As autoridades turcas afirmaram que a "tolerância do povo turco" torna impossível o genocídio arménio, enquanto um documento militar realça como foram os turcos a salvar da perseguição bizantina os arménios no ano...1071.
E hoje, após 99 anos do genocídio? Hoje milhares de arménios do Kessab, uma região da Síria na fronteira com a Turquia, são obrigados a fugir por causa da invasão das milícias fundamentalistas islâmicas, apoiadas pelo governo de Ankara, enquanto as suas casas e as suas igrejas são saqueadas e profanadas. A longa onda desencadeada pelo genocídio de 1915 parece não querer acabar. E, como disse Napoleão:
O mundo sofre não por causa da violência dos maus mas por causa do silêncio dos bons.E também isso é verdade.
Ipse dixit.
Fontes: não é preciso procurar muito para encontrar algo sobre o genocídio dos arménios. Na Wikipedia há tudo: até a versão portuguesa é discreta. Mais precisa, e com uma maior bibliografia também, é a versão inglesa.
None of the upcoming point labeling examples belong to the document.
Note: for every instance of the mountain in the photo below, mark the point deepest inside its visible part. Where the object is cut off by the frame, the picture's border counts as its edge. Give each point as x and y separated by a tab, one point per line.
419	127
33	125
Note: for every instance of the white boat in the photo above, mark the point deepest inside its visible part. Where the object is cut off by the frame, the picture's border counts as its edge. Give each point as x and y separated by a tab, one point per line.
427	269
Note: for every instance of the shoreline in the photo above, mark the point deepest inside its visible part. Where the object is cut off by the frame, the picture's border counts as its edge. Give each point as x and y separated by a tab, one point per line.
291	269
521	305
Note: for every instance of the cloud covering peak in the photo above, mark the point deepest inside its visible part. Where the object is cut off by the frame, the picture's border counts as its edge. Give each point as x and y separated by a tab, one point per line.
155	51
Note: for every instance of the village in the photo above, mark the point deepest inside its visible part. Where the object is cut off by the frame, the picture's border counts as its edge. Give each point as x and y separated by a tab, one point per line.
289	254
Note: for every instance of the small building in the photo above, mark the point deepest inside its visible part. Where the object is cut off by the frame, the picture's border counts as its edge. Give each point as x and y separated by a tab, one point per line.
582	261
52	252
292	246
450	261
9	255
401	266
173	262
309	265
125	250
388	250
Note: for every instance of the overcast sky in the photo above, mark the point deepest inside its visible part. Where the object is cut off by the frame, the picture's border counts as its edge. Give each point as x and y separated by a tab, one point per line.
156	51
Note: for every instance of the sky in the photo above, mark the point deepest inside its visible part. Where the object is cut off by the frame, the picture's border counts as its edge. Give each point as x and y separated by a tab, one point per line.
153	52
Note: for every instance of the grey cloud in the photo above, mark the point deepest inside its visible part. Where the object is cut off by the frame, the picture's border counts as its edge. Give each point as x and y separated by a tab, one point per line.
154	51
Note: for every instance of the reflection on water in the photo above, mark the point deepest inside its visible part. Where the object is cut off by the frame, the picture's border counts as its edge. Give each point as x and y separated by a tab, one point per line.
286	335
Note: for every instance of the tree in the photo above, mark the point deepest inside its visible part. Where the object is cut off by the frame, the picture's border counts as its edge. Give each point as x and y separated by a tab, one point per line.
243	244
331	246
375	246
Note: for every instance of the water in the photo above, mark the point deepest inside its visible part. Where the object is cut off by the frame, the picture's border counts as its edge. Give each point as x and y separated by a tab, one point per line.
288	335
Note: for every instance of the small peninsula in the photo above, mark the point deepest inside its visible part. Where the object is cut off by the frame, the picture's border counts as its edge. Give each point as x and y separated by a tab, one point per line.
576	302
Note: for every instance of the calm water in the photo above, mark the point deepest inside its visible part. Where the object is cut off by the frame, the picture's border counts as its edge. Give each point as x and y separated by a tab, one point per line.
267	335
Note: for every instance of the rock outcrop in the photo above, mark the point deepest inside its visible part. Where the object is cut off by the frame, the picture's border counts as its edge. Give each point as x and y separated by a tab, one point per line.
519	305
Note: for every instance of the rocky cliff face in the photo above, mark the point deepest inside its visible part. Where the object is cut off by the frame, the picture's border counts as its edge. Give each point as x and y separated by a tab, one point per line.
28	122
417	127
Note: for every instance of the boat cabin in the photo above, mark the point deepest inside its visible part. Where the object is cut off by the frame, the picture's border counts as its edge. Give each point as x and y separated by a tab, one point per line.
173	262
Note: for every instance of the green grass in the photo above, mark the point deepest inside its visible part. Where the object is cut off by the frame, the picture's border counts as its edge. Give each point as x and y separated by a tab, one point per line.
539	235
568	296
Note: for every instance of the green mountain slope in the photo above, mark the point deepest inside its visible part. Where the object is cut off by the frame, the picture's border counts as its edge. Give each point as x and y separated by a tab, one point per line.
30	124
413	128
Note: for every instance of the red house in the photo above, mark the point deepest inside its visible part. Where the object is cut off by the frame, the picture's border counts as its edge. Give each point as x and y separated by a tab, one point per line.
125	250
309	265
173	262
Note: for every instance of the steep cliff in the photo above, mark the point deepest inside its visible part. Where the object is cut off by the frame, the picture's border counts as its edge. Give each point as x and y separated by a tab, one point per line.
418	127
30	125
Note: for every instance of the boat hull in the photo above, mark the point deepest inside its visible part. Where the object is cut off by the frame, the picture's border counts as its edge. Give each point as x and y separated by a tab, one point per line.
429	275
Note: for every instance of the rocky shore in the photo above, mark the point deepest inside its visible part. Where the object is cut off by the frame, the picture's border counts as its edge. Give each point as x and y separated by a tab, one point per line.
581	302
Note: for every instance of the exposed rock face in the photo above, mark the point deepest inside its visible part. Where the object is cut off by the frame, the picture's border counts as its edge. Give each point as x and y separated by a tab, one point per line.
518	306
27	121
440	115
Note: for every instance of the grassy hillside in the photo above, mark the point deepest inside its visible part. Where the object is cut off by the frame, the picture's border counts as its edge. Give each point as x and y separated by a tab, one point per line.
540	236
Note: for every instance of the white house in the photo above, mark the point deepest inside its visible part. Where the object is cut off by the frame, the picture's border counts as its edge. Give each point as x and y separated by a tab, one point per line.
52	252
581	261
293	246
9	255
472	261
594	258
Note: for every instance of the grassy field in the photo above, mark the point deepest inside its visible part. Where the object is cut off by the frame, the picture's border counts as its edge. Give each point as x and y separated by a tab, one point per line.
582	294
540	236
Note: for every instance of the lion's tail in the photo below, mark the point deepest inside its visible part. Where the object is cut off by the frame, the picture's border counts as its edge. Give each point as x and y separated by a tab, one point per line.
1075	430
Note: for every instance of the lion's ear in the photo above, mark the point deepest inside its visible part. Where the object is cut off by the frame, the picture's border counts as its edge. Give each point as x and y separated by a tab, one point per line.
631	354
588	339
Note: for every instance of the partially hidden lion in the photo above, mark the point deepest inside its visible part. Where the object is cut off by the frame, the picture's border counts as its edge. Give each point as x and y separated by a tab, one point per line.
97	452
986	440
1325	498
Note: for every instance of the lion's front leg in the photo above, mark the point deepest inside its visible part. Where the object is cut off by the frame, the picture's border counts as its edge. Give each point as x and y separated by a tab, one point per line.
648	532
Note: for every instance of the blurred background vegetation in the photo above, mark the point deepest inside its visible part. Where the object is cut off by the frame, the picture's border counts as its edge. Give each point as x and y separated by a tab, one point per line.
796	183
Sempre em língua inglesa, há dois sites interessantes: Armenian Genocide e Genocide 1915: material não falta, mas ambos não podem ser definidos propriamente imparciais. Depois vale a pena a página do History Channel e um artigo de New York Times.
Em português há uma exposição online na página Genocídio Arménio e um blog dedicado ao assunto: Genocídio Arménio: a esperança duma nação.